На следующее утро я оплатила счет и оставила чемодан на хранение портье. Было воскресное утро, звонили колокола. Я надела белую рубашку, повязала черную бодлеров-скую ленту. Рубашка успела немного помяться, да и чувства мои были слегка растрепаны. Я вернулась в музей — к счастью, он работал, — купила билет. Присела на пол и нарисовала небольшой карандашный рисунок: св. Рембо, Шарлевиль, октябрь 1973 года.
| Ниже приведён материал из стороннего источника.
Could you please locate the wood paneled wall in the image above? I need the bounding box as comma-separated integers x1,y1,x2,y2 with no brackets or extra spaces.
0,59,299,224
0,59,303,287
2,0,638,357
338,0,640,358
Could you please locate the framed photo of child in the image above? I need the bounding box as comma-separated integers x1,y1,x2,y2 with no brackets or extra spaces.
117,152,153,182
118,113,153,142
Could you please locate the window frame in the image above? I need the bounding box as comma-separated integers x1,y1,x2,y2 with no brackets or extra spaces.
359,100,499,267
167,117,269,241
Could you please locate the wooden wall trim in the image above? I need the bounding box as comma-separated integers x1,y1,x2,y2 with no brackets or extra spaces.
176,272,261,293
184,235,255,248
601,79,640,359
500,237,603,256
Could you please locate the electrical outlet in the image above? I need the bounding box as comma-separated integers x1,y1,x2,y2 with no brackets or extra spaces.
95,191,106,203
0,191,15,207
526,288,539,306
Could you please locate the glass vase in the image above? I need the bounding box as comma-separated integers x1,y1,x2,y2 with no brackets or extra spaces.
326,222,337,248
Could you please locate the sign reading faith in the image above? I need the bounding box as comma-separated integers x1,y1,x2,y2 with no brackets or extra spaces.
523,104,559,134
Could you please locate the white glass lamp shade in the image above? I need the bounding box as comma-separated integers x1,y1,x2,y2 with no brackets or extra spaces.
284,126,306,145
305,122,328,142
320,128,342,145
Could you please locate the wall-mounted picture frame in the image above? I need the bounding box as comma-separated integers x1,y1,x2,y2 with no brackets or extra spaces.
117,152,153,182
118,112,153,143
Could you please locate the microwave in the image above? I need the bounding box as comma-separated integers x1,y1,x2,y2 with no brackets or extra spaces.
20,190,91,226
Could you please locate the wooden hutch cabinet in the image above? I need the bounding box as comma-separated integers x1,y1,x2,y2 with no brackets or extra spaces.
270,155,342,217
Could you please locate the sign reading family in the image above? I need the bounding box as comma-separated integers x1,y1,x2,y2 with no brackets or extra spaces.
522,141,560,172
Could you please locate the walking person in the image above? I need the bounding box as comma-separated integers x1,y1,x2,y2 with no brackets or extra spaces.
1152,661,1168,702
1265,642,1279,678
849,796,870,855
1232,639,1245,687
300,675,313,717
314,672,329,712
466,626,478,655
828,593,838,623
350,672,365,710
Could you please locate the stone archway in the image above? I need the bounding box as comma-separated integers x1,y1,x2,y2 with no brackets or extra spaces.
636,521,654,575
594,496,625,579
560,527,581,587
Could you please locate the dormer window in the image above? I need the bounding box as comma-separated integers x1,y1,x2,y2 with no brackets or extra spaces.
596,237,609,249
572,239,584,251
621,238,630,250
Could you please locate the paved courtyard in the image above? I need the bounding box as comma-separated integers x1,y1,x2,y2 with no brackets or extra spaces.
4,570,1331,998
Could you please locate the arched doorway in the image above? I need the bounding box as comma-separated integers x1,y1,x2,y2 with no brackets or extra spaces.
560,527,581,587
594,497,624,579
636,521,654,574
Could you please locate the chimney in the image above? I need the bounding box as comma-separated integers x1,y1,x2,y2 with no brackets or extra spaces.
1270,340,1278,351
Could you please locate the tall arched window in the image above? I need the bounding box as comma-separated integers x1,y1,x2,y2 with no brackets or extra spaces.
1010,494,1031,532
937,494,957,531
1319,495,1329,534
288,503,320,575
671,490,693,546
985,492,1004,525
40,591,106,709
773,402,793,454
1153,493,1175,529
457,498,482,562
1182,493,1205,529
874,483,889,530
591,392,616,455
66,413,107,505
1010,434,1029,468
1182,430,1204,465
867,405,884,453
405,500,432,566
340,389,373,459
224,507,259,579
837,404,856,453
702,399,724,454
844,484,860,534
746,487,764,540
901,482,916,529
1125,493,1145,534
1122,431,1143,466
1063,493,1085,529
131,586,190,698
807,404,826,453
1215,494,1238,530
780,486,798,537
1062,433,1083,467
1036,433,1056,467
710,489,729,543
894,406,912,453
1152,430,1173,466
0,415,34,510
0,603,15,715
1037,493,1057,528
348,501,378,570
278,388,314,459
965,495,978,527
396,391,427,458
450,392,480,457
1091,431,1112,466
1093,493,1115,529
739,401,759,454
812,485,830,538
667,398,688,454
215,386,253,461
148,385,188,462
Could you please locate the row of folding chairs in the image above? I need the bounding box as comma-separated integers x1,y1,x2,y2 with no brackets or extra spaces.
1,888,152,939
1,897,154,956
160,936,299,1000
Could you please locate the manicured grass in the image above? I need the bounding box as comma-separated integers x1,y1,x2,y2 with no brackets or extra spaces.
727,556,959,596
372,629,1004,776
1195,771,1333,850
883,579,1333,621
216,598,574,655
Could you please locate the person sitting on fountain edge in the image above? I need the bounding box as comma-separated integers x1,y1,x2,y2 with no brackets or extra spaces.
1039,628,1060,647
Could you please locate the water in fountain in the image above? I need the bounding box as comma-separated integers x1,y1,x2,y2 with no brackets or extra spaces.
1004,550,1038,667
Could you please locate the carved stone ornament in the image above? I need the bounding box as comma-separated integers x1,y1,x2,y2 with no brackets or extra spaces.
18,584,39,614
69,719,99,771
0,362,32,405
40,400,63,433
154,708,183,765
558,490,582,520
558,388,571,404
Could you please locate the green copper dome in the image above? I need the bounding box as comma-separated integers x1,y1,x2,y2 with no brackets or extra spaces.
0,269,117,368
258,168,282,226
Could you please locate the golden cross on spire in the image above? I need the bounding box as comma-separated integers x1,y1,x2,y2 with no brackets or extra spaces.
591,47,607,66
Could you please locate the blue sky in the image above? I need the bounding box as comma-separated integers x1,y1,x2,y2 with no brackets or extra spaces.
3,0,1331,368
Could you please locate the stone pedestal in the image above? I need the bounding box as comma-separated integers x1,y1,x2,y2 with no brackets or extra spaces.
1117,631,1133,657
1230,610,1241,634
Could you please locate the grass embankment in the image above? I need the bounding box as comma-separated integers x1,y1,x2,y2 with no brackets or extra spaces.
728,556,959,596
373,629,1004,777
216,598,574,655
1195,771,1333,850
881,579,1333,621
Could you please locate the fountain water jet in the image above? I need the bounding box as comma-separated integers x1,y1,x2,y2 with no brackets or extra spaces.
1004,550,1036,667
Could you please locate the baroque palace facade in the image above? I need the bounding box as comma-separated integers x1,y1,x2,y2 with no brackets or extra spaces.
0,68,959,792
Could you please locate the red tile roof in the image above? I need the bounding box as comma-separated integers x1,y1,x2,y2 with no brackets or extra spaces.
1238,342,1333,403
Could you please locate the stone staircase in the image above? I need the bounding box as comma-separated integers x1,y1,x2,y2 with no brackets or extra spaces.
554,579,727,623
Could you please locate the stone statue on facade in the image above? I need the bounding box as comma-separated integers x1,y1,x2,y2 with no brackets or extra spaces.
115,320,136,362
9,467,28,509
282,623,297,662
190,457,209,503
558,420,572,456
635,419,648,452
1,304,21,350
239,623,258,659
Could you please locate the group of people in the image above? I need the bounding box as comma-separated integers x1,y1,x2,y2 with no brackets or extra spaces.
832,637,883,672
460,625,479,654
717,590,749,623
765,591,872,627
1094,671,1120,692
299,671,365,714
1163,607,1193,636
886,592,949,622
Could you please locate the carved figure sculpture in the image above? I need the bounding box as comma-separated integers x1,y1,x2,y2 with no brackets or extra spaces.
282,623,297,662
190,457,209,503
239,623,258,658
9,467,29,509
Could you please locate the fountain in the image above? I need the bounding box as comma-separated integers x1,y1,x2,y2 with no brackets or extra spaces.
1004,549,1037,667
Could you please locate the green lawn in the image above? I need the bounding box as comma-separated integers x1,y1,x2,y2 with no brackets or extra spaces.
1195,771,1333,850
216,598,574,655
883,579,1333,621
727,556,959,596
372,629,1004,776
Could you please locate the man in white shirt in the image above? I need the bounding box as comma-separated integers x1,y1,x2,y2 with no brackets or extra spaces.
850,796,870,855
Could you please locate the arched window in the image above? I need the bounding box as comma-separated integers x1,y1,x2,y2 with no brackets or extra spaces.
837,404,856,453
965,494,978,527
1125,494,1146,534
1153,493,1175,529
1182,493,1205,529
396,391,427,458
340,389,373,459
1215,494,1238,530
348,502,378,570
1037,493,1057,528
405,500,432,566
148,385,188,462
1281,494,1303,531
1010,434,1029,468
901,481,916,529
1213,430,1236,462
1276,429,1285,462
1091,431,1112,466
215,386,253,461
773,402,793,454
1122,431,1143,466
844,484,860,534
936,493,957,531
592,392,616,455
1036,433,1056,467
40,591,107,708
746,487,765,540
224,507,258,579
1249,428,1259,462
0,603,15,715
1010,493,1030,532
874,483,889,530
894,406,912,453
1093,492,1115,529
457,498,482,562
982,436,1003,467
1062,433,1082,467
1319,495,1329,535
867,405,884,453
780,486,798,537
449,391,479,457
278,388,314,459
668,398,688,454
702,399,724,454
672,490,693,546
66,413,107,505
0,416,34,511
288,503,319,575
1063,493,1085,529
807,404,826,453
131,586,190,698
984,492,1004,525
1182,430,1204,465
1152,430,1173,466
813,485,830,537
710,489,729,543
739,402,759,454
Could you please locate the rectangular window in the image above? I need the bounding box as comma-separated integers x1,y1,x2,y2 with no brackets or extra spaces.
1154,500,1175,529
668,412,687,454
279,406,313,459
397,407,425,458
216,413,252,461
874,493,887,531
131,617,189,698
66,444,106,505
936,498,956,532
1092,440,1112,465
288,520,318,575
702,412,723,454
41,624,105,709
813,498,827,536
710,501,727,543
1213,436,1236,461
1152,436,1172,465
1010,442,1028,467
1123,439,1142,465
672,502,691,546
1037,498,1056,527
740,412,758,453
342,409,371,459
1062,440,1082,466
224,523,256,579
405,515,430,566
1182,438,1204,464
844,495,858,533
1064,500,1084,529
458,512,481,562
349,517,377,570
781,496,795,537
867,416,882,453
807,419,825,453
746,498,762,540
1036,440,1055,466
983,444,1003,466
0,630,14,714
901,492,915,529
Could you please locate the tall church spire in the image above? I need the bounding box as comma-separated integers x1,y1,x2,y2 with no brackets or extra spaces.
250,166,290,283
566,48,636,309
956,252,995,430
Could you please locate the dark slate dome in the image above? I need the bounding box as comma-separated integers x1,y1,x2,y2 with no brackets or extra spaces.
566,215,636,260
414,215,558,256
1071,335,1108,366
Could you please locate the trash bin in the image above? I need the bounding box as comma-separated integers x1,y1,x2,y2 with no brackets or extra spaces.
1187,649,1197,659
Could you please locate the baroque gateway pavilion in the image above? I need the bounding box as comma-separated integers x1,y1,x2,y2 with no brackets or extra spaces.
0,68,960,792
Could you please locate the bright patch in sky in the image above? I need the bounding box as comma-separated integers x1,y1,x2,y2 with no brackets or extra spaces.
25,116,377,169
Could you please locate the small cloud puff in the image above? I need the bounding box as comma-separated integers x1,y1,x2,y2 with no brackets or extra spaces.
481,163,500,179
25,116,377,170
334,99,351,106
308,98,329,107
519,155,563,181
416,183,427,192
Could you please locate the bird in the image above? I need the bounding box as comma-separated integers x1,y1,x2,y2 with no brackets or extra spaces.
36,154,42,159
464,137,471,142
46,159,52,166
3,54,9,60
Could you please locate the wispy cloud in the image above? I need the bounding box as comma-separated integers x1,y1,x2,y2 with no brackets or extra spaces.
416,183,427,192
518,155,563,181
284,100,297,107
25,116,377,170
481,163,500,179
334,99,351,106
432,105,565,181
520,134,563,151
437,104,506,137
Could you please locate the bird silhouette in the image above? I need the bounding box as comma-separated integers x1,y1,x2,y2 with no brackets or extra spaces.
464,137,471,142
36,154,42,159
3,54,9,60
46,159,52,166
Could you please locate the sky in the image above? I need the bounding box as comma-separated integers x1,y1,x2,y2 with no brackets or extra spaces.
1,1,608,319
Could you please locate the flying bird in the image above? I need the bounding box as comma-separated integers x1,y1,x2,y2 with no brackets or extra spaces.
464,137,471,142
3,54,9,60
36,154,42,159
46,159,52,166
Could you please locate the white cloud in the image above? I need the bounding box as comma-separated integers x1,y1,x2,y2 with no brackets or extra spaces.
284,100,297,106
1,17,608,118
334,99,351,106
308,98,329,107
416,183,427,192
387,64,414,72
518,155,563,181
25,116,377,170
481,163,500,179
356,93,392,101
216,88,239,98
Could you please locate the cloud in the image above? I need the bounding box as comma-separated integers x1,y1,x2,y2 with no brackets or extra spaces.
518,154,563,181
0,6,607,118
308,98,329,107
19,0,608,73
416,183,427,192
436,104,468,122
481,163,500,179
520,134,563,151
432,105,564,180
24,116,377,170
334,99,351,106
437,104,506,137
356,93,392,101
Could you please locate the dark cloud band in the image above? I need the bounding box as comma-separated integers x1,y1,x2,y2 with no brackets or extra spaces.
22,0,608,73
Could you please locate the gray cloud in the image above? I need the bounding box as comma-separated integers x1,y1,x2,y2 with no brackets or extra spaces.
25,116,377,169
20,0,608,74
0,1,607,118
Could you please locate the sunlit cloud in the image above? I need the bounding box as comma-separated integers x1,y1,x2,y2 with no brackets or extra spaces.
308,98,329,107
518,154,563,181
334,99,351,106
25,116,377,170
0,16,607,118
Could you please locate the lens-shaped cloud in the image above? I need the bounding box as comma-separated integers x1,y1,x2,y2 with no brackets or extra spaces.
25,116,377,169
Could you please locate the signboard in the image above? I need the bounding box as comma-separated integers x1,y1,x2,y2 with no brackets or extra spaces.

Мне хотелось что-то увезти на память. Я набрела на маленький блошиный рынок на площади Дюкаль. Там продавалось простенькое колечко из золотой проволоки, но мне оно было не по карману. Джон Маккендри когда-то подарил мне похожее кольцо, вернувшись из Парижа. Я вспомнила, как он лежал на своей элегантной кушетке и читал мне, сидящей у его ног, отрывки из «Одного лета в аду». Вообразила, будто рядом со мной на площади стоит Роберт. Он купил бы это кольцо и надел мне на палец.
Возвращение в Париж на поезде обошлось без происшествий, вот только однажды я поймала себя на том, что у меня текут слезы. С вокзала поехала на метро на станцию «Пер-Лашез»: перед возвращением в Нью-Йорк у меня оставалось еще одно дело. Снова начался дождь. Я заглянула в цветочный магазин, прилепившийся к стене кладбища, купила маленький букет гиацинтов и отправилась на розыски могилы Джима Моррисона. Тогда указатель еще не поставили, и отыскать могилу было нелегко, но я руководствовалась надписями, нацарапанными добрыми людьми на окрестных надгробиях. Была абсолютная тишина, если не считать шелеста осенних листьев и дождя, набиравшего силу. На безымянной могиле громоздились дары паломников, побывавших здесь до меня: пластмассовые цветы, окурки, початые бутылки виски, разорванные четки, какие-то странные талисманы. Моррисон покоился в окружении граффити — строк его песен, переведенных на французский: «C’est la fin, mon merveilleux ami». Это конец, прекрасный мой друг.